Non bien sûr ! Et bien c’est fini maintenant ! Pour reprendre Virginie Despentes, « On se lève et on cause ! ».

C’est ce qu’à choisi de faire Faiza Guène dans son magnifique dernier roman, La Discrétion, sorti en 2019 et publié en poche en 2021.

Parce que « la colère, même enfouie, ne disparaît pas. La colère se transmet, l’air de rien », dit-elle. Hannah a hérité de cette colère. De cette colère va naître le récit de la vie de Yamina, sa mère, car ce livre est dédié à « sa mère et à toutes nos mères ». Yamina, en effet, « est née dans un cri alors pourquoi choisir de mener une existence silencieuse ? ».

C’est pourtant ce que va faire la « discrète » Yamina. Alors, c’est avec la parole de sa fille, Hannah, que l’on va découvrir la richesse de cette destinée broyée dès la naissance par le colonialisme puis par l’exil.

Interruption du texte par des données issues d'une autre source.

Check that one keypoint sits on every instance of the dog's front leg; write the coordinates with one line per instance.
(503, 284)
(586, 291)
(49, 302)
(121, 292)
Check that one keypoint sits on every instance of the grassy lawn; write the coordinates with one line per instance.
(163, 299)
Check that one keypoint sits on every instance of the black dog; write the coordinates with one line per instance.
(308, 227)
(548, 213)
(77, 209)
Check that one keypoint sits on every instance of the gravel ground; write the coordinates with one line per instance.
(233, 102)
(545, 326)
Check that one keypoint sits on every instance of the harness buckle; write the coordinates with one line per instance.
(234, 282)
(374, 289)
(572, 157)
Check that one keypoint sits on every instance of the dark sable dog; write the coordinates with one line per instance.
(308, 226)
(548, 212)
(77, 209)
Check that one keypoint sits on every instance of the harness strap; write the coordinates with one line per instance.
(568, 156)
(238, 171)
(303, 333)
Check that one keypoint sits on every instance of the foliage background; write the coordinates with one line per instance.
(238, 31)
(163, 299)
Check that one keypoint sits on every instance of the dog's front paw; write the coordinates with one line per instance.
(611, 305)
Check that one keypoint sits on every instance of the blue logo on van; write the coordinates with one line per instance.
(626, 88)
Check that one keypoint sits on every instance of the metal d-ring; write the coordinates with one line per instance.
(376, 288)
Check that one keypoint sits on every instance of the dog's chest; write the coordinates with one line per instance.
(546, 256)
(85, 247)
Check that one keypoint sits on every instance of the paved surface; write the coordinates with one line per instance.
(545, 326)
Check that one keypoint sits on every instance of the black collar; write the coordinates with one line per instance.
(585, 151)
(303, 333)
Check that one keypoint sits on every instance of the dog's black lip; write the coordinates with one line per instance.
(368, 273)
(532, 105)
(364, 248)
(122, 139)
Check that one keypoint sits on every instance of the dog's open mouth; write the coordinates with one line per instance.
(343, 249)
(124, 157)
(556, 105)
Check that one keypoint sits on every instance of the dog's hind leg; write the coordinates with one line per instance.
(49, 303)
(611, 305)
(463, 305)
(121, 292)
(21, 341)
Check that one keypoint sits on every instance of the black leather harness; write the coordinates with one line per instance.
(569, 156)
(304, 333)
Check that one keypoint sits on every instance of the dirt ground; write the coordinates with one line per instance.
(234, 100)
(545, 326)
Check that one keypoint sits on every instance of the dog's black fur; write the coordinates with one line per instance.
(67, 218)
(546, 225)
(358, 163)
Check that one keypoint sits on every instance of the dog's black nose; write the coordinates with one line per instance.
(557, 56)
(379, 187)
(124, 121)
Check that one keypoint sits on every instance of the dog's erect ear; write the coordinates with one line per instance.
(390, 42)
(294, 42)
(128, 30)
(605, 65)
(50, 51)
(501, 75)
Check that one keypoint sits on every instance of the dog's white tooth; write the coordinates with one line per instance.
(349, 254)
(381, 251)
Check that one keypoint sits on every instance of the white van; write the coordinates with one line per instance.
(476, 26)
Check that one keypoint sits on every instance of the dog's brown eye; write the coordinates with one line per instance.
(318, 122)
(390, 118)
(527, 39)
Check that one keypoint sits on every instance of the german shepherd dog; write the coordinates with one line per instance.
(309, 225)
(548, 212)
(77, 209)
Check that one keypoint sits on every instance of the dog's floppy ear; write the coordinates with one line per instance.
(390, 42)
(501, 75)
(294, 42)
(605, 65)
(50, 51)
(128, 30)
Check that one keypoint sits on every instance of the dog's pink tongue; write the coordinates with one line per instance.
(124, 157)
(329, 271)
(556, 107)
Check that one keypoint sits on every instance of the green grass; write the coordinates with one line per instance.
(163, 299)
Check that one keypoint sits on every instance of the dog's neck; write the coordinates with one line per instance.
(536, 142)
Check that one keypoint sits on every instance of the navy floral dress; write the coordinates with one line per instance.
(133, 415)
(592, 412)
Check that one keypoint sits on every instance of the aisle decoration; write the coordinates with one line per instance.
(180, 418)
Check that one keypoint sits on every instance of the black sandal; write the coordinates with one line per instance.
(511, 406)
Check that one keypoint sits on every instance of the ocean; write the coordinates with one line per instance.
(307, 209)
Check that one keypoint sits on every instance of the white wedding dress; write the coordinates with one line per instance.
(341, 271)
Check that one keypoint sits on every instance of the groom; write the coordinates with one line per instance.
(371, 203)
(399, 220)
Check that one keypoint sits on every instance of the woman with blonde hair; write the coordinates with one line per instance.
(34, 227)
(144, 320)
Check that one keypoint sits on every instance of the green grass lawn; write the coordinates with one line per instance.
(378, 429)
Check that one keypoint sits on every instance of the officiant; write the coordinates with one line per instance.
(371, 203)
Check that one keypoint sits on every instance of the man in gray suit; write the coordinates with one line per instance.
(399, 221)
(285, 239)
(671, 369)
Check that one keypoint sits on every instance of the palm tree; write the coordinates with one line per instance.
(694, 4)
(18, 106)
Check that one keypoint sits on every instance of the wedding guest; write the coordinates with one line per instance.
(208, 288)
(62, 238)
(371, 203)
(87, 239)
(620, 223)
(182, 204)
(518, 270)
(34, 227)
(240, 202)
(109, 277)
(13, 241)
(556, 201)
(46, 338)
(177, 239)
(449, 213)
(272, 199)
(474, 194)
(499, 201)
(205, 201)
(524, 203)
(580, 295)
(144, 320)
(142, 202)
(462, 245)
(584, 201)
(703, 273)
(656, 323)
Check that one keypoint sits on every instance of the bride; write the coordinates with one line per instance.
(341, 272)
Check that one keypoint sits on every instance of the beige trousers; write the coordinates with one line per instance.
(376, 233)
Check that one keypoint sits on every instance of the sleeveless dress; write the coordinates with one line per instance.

Née dans l’ouest algérien, l’enfance de Yamina s’est brutalement terminée par l’irruption de soldats français dans la maison familiale. Mariée tardivement, elle va débarquer à Aubervilliers pour rejoindre Brahim, « travailleur immigré » des mines puis des chantiers qui vient juste de trouver le moyen d’échapper aux café-hôtels, aux baraquements du bidonville de Nanterre pour installer sa femme dans un deux-pièces humide.

Mais Yamina « n’a jamais vu un ciel si gris, des nuages si lourds ». La seule chose qu’elle connaît de la France, c’est le nom de son président, Mitterrand, et elle sait qu’il était partisan de l’Algérie française : « ce n’est donc pas un ami ». Malgré la douceur de son mari Brahim, qu’elle va apprendre à aimer, elle veut rentrer en Algérie.

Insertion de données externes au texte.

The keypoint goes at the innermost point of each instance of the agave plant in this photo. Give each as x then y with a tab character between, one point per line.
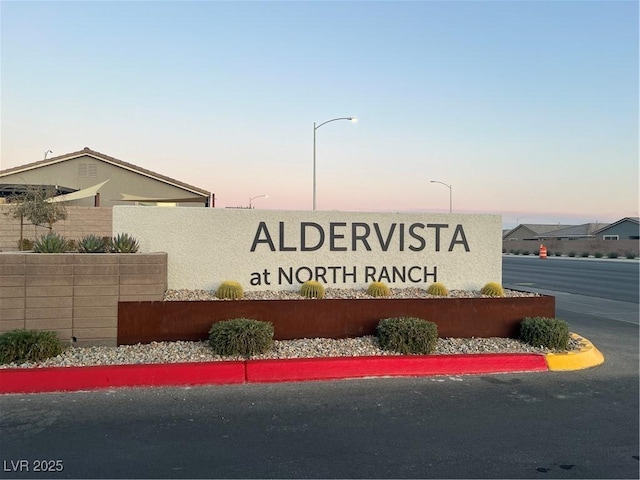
124	243
92	244
51	243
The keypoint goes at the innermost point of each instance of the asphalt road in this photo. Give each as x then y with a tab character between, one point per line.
581	424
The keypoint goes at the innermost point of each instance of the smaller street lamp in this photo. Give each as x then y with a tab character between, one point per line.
257	196
450	187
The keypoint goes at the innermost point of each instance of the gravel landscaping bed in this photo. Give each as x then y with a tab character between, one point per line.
176	352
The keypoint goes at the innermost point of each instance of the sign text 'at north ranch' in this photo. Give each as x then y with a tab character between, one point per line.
354	237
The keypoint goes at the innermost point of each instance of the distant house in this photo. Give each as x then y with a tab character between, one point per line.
90	178
627	228
531	231
572	232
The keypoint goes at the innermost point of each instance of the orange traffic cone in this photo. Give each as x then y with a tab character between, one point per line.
543	251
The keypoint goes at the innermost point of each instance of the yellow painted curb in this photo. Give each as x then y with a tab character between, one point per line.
586	356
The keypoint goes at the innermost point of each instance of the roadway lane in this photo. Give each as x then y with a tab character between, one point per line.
546	425
602	278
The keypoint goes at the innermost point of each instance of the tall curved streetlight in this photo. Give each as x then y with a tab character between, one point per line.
316	127
450	187
257	196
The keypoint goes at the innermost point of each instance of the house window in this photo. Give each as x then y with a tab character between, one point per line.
87	170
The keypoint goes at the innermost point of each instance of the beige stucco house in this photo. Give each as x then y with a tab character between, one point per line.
88	178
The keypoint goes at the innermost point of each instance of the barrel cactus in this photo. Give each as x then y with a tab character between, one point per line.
378	289
312	289
492	289
230	290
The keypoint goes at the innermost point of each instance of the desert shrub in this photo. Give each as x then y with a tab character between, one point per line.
312	289
378	289
492	289
20	346
552	333
25	244
230	290
438	289
240	336
92	244
51	243
407	335
123	243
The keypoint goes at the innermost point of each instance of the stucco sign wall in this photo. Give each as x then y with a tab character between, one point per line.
280	250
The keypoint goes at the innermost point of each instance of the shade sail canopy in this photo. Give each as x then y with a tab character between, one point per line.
136	198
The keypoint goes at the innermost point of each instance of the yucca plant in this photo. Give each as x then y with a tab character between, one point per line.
438	289
230	290
492	289
378	289
312	289
123	243
51	243
92	244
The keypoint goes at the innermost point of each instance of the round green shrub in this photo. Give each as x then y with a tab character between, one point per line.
240	337
438	289
230	290
407	335
378	289
312	289
21	346
492	289
552	333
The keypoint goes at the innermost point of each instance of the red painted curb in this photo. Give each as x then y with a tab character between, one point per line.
262	371
61	379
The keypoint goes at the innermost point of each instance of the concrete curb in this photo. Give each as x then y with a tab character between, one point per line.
68	379
587	356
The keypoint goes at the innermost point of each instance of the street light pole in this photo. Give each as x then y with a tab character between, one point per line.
450	187
258	196
316	127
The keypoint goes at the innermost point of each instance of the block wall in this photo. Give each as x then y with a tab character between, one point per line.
76	295
80	221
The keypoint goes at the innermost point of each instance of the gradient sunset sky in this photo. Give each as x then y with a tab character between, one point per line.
528	109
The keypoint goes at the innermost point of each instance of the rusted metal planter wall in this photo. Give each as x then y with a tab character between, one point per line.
144	322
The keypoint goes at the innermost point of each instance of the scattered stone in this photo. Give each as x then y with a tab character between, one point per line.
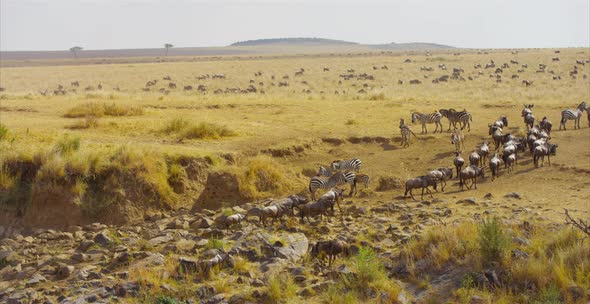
515	195
102	239
467	201
521	241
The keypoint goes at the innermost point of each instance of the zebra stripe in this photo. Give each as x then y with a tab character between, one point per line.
463	118
428	119
318	182
352	165
573	114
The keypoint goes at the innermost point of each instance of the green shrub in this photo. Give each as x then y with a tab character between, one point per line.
166	300
492	240
94	109
205	130
66	145
3	132
175	125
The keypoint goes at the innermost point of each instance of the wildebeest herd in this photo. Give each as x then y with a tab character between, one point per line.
537	140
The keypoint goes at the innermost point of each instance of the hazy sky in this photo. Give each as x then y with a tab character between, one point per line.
108	24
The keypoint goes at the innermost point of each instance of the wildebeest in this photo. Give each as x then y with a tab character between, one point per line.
331	249
470	173
422	182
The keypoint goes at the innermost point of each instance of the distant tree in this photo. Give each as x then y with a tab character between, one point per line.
75	50
168	46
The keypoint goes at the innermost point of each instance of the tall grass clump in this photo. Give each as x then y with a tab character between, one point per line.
175	125
493	241
184	129
205	130
95	109
67	145
3	132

Mais très vite, chez elle, « c’est l’endroit où se trouvent ses gosses », trois filles et un garçon. Même si les chaînes d’info la rendent malade, que « dire qui on est devient trop risqué », qu’à chaque fait divers ou acte de violence savamment sélectionné par les médias, toute la famille murmure tout bas « faites que ce ne soit pas un arabe qui a fait le coup ! » Même si, malgré la colère d’Hannah, Yamina conseille à ses enfants, pourtant français, de se comporter en éternels invités. Leur présence dans ce pays, de génération en génération est « une greffe d’organe qui ne prend pas ».

Mais les enfants se dépatouillent tant bien que mal entre déni, résignation, colère : Hannah décrit avec beaucoup de subtilité comment Imane, Malika et Omar, chacun à leur façon, ont réussi à se fondre dans le décor.

Parce que la vie est là, comme pour tout le monde avec ses joies, ses petits plaisirs. Avec, envers et contre tout - on songera à la scène de la préfecture, emblématique des petites humiliations quotidiennes que Yamina a choisi d’ignorer, mais pas sa fille - cette incroyable capacité à garder la tête haute et à savourer les bons moments : la tchatche du camelot sur le marché de la mairie d’Aubervilliers, des étés à Oran jusqu’à de « vraies vacances » en Charente où Yamina découvre les plaisirs du bain soutenue par ses enfants.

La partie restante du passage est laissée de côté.